For instance, a Pod only needs to express the following requirements.

Storage size
Access mode
Which StorageClass to use

Kubernetes handles the actual binding process from there.

What Does accessModes Mean?

accessModes is a value you'll often see when defining a PVC. It indicates how the storage can be accessed.

The main modes are as follows.

ReadWriteOnce (RWO): Read/write from a single node.
ReadOnlyMany (ROX): Read-only from multiple nodes.
ReadWriteMany (RWX): Read/write from multiple nodes.

In learning environments or with local storage, ReadWriteOnce is the most common choice. Local disk-based storage tends to be tied to a specific node, which makes it hard to set up configurations where multiple nodes read and write simultaneously.

Why Do StorageClass Options Matter?

StorageClass has several options related to how storage behaves. The ones you'll see most often are reclaimPolicy and volumeBindingMode.

reclaimPolicy

reclaimPolicy determines what happens to the PV when the PVC is deleted.

Delete: The PV is deleted along with the PVC.
Retain: The PV is kept even after the PVC is deleted.

In other words, it's a policy that decides whether to automatically clean up the storage together or leave the data behind.

volumeBindingMode

volumeBindingMode determines when the PV is bound.

For example, WaitForFirstConsumer performs binding when a Pod that uses the PVC is actually scheduled. This approach is especially useful for local storage environments that are tied to specific nodes.

That's because if you pin storage first when you don't yet know which node the Pod will land on, it can end up out of sync with the actual scheduling.

What Does HPA Do?

When running an application, the same fixed number of Pods isn't always enough. It's more efficient to scale Pods up during traffic spikes and scale them down during quiet periods.

The resource in Kubernetes that does this is the HPA (Horizontal Pod Autoscaler).

HPA targets resources like Deployments and automatically increases or decreases the Pod count. In other words, it's a feature that automates the horizontal scaling of applications.

For example, you can set policies like the following.

Minimum Pod count: 2
Maximum Pod count: 6
Increase Pod count when CPU usage exceeds a certain threshold

What Does HPA Use as Its Basis?

HPA operates based on metrics. The typical basis is resource metrics like CPU usage or memory usage.

For example, if it operates based on CPU usage, it looks at each Pod's usage and determines whether the current Pod count is sufficient.

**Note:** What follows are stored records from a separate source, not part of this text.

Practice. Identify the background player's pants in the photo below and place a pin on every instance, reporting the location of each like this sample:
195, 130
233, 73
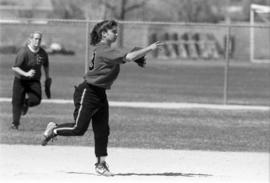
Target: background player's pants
20, 89
90, 104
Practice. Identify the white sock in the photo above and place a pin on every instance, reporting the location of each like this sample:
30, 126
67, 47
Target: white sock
101, 159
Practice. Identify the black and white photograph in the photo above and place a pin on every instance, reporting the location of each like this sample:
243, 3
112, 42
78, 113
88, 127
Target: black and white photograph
135, 91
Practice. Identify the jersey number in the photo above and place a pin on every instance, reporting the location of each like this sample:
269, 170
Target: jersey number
91, 66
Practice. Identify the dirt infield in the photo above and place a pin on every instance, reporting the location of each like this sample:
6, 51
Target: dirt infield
28, 163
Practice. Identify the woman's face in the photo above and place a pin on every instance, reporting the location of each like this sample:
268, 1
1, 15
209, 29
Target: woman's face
35, 41
111, 35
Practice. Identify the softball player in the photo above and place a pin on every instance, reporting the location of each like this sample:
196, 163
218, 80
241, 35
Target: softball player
90, 98
27, 70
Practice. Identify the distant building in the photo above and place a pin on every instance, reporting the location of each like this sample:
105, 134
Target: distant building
25, 8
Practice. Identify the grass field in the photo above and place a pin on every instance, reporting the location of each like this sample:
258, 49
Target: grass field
163, 81
156, 128
152, 128
146, 144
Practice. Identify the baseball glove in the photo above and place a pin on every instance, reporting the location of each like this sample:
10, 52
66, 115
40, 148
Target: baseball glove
140, 61
48, 83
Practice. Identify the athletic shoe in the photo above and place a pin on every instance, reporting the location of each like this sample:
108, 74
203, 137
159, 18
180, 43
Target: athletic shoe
48, 133
102, 169
14, 127
25, 107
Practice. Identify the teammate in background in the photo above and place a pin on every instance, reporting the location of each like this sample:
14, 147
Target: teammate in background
26, 84
90, 97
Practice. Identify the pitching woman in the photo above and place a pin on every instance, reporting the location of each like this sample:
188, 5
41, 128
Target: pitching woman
90, 97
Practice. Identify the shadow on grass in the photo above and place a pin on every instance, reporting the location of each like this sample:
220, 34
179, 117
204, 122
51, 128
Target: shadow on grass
170, 174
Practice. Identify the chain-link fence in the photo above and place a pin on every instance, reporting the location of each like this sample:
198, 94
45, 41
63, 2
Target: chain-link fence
218, 53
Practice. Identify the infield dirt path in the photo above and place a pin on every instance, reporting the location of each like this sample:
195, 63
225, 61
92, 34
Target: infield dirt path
27, 163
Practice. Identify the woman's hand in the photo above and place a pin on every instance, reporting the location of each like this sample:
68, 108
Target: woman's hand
156, 45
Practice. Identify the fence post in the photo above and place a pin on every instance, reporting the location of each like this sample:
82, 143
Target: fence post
87, 41
226, 69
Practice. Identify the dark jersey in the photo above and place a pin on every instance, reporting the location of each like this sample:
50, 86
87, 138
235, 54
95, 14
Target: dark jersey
27, 60
105, 66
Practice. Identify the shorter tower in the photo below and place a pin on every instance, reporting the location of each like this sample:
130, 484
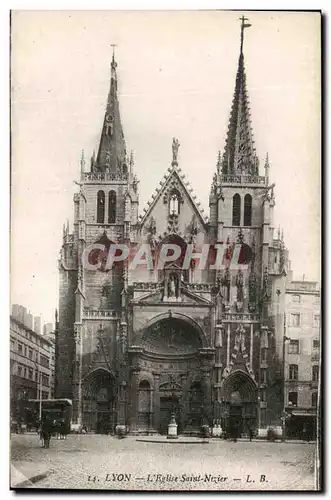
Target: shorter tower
248, 368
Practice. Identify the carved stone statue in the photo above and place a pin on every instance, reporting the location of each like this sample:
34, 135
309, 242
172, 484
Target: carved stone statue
240, 285
226, 285
175, 147
252, 288
240, 338
193, 231
172, 286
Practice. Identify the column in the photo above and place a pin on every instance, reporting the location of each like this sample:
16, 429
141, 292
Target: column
228, 346
78, 392
156, 402
206, 378
133, 408
251, 350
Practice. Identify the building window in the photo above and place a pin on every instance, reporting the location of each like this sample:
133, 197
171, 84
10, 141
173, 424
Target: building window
293, 372
174, 204
315, 373
293, 399
316, 344
100, 207
293, 347
44, 361
112, 207
264, 354
263, 395
236, 208
295, 319
314, 399
316, 320
263, 376
247, 210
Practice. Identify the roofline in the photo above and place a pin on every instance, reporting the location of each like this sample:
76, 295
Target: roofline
26, 328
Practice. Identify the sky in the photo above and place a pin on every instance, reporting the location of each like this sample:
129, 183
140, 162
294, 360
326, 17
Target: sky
176, 73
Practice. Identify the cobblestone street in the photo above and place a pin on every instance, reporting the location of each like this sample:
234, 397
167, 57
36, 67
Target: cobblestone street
103, 462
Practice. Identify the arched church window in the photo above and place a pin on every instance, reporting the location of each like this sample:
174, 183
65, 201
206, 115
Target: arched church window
174, 204
248, 210
112, 207
144, 397
236, 208
100, 207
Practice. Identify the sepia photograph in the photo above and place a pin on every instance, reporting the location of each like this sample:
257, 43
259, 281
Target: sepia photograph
165, 248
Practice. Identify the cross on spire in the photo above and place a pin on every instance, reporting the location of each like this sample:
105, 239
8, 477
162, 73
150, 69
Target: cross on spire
113, 45
243, 26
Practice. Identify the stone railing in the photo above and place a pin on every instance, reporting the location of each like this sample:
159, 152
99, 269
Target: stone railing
240, 317
243, 179
199, 287
145, 286
99, 314
105, 176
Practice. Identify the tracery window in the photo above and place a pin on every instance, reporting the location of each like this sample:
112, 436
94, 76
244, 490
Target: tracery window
100, 207
112, 207
236, 207
247, 210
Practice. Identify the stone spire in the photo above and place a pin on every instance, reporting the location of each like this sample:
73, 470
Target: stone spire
112, 152
239, 157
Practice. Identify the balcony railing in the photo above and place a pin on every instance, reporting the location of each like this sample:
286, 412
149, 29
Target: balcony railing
99, 314
243, 179
105, 176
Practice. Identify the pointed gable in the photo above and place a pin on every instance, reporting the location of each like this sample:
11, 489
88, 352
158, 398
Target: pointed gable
112, 152
239, 155
162, 209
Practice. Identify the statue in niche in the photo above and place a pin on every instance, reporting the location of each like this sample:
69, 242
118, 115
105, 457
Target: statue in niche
175, 147
109, 125
107, 159
193, 231
174, 205
240, 286
240, 338
226, 285
135, 183
172, 285
252, 289
152, 238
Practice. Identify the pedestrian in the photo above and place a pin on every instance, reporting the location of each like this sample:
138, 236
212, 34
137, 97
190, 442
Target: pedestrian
46, 431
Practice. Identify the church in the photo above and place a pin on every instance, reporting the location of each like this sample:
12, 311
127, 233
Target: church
138, 345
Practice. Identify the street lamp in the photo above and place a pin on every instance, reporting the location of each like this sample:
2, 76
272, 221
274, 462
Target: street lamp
285, 339
39, 385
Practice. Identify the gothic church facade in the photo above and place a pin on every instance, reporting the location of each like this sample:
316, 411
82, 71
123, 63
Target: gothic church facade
135, 346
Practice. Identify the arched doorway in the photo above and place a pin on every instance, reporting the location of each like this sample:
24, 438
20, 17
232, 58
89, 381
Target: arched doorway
196, 406
144, 406
99, 402
171, 348
239, 396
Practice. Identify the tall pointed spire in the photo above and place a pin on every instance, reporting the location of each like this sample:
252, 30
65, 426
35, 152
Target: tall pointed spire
239, 153
112, 153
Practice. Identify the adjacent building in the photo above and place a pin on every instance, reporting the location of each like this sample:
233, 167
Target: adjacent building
302, 355
136, 345
32, 361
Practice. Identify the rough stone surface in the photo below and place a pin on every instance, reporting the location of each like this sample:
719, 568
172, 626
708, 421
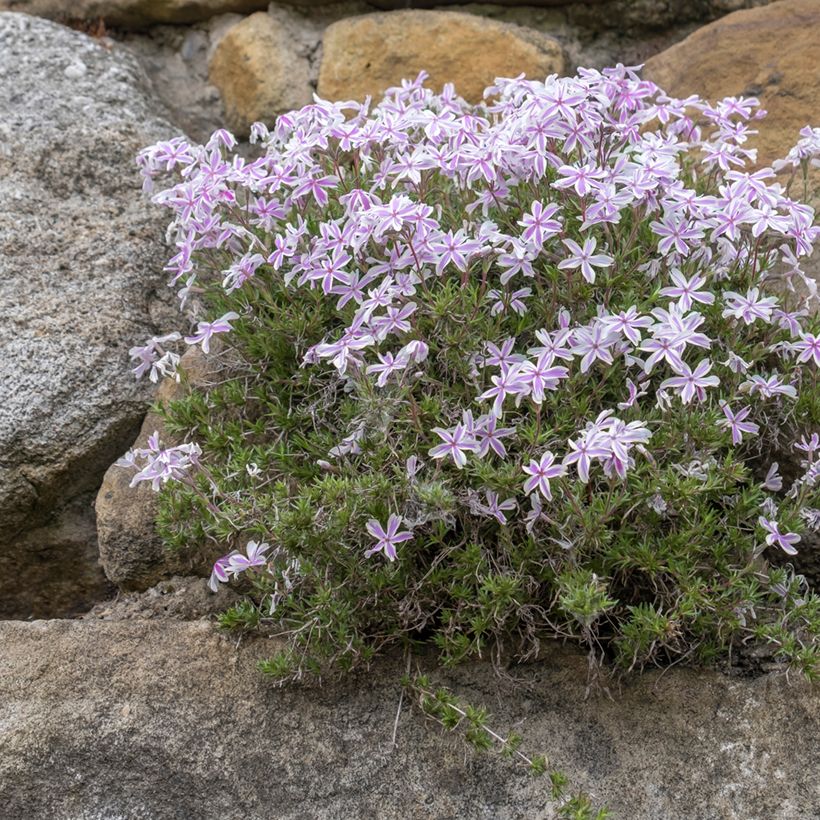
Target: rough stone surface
81, 257
259, 72
57, 573
367, 54
131, 553
132, 13
183, 598
770, 53
169, 720
176, 60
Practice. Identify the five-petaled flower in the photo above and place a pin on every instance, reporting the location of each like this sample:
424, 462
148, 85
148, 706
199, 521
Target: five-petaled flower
205, 330
736, 422
540, 473
387, 537
774, 537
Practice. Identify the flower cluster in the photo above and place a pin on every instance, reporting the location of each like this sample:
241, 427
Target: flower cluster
159, 465
567, 293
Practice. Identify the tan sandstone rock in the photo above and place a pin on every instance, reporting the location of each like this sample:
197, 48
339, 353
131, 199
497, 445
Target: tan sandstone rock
772, 53
162, 720
132, 13
259, 72
367, 54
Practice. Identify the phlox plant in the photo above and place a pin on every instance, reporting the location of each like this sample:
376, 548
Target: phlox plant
540, 367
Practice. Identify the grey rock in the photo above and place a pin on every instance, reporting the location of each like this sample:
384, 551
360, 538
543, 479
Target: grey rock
131, 552
161, 720
183, 598
56, 572
81, 256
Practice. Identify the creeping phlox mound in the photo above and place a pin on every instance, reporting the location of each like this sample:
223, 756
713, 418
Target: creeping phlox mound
498, 372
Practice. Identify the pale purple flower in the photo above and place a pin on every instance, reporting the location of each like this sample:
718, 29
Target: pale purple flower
583, 450
387, 365
489, 436
205, 330
540, 376
456, 249
687, 291
676, 233
387, 538
497, 509
501, 356
773, 481
736, 423
749, 307
808, 347
221, 572
457, 443
514, 300
254, 557
539, 225
773, 386
774, 537
585, 258
634, 395
628, 322
540, 473
510, 382
593, 343
692, 383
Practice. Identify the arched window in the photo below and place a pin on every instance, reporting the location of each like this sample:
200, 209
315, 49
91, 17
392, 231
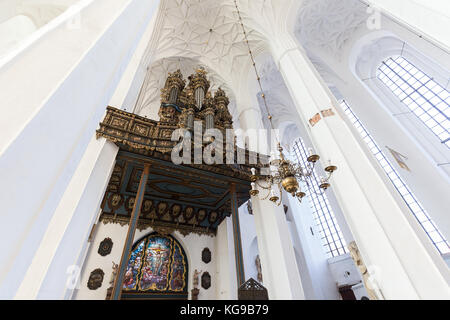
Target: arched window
332, 238
411, 201
429, 101
157, 266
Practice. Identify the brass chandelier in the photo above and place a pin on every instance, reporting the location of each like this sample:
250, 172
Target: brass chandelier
283, 173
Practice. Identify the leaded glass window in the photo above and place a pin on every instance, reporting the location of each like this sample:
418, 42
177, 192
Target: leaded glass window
157, 264
428, 100
331, 235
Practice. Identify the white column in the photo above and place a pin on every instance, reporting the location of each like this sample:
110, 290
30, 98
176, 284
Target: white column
54, 94
278, 263
226, 288
386, 131
65, 240
429, 18
382, 226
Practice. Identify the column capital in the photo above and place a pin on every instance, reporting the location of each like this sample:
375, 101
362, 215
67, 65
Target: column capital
282, 45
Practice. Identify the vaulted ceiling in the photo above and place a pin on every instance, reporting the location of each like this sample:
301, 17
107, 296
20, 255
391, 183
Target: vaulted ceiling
208, 33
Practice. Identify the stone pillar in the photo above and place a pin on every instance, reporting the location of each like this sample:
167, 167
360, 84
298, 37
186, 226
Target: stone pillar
240, 274
278, 263
54, 127
130, 235
385, 234
226, 267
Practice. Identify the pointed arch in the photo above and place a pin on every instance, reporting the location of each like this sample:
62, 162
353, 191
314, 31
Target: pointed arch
157, 268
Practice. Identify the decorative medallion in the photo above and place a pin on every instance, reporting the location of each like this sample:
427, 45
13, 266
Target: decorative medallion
95, 279
129, 203
189, 213
206, 280
175, 210
105, 247
115, 201
206, 255
147, 206
201, 215
161, 209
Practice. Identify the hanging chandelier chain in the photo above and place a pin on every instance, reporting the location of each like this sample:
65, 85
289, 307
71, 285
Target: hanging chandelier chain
258, 78
286, 175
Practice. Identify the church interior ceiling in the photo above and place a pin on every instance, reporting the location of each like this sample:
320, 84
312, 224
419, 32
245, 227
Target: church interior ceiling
184, 197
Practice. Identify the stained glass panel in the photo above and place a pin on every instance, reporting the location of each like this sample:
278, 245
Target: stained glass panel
157, 264
155, 272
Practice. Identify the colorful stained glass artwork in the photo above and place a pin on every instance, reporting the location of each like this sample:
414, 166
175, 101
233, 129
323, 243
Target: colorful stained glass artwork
134, 264
157, 264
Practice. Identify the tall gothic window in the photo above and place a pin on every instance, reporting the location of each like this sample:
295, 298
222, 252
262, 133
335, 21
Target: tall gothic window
331, 235
429, 101
157, 265
411, 201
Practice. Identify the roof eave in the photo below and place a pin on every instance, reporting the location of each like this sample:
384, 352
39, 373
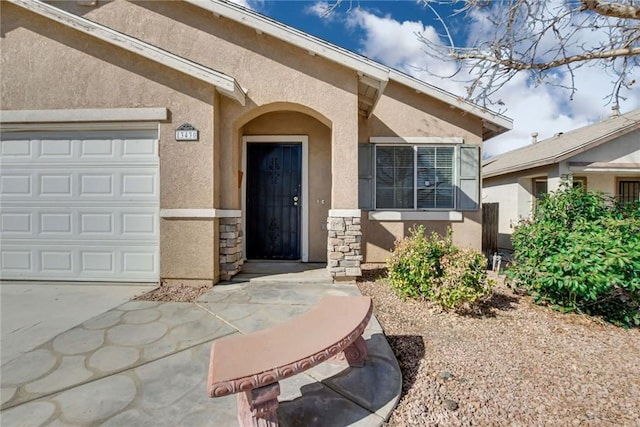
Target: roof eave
493, 123
223, 83
295, 37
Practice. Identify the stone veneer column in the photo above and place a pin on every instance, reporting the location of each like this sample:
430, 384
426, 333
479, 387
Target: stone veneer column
344, 254
231, 258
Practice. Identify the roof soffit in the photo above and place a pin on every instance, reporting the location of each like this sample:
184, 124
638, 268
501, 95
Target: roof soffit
224, 84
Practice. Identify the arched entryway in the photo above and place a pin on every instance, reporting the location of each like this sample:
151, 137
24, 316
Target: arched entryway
286, 190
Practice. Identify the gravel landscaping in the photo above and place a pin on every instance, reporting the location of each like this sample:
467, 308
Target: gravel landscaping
515, 363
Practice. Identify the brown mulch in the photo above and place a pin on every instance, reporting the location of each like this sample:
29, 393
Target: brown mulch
512, 363
173, 293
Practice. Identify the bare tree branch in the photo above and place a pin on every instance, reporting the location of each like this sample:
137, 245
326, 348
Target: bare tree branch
616, 10
543, 66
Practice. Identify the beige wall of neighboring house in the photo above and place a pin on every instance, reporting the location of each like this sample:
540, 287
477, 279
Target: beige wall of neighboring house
298, 87
601, 166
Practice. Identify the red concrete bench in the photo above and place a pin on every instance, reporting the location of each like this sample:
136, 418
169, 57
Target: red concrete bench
252, 365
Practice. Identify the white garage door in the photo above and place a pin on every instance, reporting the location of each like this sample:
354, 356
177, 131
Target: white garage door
79, 206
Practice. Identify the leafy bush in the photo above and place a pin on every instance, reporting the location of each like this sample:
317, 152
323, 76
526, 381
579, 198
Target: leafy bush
433, 268
580, 252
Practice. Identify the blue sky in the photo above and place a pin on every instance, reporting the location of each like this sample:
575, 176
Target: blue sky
385, 30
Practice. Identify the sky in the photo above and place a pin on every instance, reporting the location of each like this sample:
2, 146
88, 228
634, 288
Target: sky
386, 31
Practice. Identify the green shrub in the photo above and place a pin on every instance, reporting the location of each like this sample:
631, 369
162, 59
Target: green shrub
433, 268
464, 280
581, 253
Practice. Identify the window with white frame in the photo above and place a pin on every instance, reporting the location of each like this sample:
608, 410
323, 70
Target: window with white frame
414, 177
419, 177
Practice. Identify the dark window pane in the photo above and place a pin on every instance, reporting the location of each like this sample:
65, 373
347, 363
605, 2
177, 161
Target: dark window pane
394, 177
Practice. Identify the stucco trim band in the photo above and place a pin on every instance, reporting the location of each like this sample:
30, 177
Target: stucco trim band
84, 115
343, 213
225, 84
416, 140
200, 213
415, 216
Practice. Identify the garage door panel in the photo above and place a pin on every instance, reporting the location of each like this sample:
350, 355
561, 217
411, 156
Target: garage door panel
100, 262
79, 206
133, 184
16, 150
80, 223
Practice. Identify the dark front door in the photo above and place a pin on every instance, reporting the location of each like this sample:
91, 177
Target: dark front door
273, 200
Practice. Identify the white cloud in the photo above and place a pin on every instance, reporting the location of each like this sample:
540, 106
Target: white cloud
544, 109
244, 3
320, 9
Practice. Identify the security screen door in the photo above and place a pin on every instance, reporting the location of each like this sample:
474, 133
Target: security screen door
274, 181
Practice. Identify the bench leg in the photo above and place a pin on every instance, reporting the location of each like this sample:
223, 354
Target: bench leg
353, 355
257, 407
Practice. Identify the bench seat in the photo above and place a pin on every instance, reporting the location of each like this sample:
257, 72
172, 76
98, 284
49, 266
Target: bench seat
253, 364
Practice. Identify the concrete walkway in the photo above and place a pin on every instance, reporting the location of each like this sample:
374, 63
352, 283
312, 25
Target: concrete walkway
145, 363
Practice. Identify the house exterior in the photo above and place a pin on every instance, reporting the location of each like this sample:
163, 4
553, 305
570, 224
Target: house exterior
148, 141
604, 156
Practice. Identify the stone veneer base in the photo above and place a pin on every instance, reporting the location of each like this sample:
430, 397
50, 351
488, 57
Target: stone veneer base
344, 245
231, 259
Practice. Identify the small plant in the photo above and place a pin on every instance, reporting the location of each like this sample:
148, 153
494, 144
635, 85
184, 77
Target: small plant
433, 268
464, 280
581, 253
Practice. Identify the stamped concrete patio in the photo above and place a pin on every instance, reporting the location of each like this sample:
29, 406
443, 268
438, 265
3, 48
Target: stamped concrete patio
145, 363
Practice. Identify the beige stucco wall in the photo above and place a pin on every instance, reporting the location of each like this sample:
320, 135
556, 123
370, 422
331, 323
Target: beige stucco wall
319, 191
270, 70
48, 66
277, 76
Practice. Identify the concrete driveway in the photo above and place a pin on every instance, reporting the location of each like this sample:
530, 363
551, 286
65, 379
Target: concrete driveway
32, 313
99, 360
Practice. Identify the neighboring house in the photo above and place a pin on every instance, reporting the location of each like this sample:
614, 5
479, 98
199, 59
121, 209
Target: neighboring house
148, 141
604, 156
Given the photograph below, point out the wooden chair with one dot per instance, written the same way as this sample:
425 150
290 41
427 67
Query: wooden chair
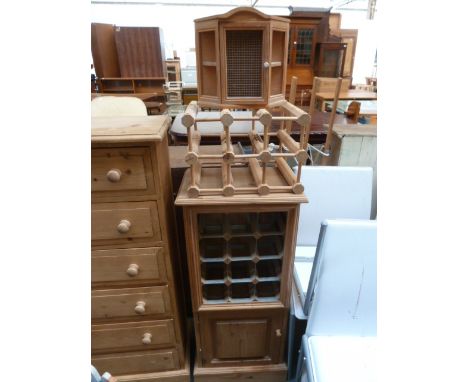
354 108
112 106
367 88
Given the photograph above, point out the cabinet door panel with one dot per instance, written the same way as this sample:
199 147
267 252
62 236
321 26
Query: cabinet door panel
242 337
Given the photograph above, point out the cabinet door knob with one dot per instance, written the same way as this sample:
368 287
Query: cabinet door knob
114 175
147 338
124 226
133 270
140 307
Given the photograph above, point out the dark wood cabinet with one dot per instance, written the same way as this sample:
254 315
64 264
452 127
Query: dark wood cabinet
330 59
318 47
104 51
141 51
349 37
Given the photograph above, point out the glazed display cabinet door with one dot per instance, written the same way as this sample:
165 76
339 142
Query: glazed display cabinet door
331 59
244 52
241 256
241 337
278 54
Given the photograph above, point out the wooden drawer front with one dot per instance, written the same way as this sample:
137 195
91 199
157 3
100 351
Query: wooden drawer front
133 336
128 265
130 302
119 170
121 222
137 362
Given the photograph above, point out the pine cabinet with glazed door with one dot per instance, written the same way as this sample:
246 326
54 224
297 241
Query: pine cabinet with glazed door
241 58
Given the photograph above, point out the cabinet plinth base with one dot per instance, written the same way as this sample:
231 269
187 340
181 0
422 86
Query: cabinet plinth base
168 376
266 373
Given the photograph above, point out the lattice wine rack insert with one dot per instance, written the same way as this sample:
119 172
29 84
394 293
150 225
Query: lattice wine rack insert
241 256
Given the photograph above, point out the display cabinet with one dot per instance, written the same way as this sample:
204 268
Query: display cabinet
330 59
241 58
138 322
239 258
240 219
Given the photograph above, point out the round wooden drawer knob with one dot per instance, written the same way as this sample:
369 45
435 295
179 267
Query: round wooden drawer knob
133 270
140 307
114 175
124 226
147 338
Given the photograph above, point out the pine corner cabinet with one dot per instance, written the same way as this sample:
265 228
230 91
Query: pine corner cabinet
240 257
241 58
138 325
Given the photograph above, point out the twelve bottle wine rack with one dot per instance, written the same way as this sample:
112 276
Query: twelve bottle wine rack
241 256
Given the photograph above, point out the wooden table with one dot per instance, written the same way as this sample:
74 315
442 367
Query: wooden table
354 95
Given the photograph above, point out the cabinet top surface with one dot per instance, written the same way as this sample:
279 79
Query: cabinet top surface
246 13
129 129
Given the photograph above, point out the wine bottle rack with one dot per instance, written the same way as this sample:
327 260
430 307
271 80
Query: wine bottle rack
241 256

The important thing here is that HPA doesn't just look at the fact that "CPU is high" — it calculates how much is being used relative to some baseline.

Why Do You Need requests?

When HPA operates based on CPU utilization, the requests value set on the Pod matters.

For example, if a Pod has its CPU request set to 100m and actual usage is 50m, utilization is 50%. In other words, HPA's averageUtilization is calculated as utilization relative to requests.

So if requests aren't set, percentage-based utilization calculations become ambiguous or may not behave as expected.

To summarize.

requests: the minimum resource request that serves as the scheduling baseline
HPA averageUtilization: utilization relative to requests

So to use HPA properly, you also need to consider Pod resource settings.

Why Do You Need metrics-server?

For HPA to work, it needs to know the current CPU and memory usage of Pods. The component that typically provides this information is metrics-server.

In other words, HPA doesn't measure metrics on its own — it receives data through a metrics collection tool inside the cluster.

In fact, commands like kubectl top pods only work when this metrics layer is in place.

So before configuring HPA, you should first check whether the cluster is set up to collect resource metrics.

Wrapping Up

In Kubernetes, not just application execution but also external traffic, storage, and scaling strategies are each managed as separate resources.

External traffic is connected through Ingress or the Gateway API.
Storage is handled through StorageClass, PV, and PVC.
Autoscaling is handled through HPA.

In other words, Kubernetes isn't just a tool for running containers — it's an operations platform that manages networking, storage, and scaling strategies as separate resources.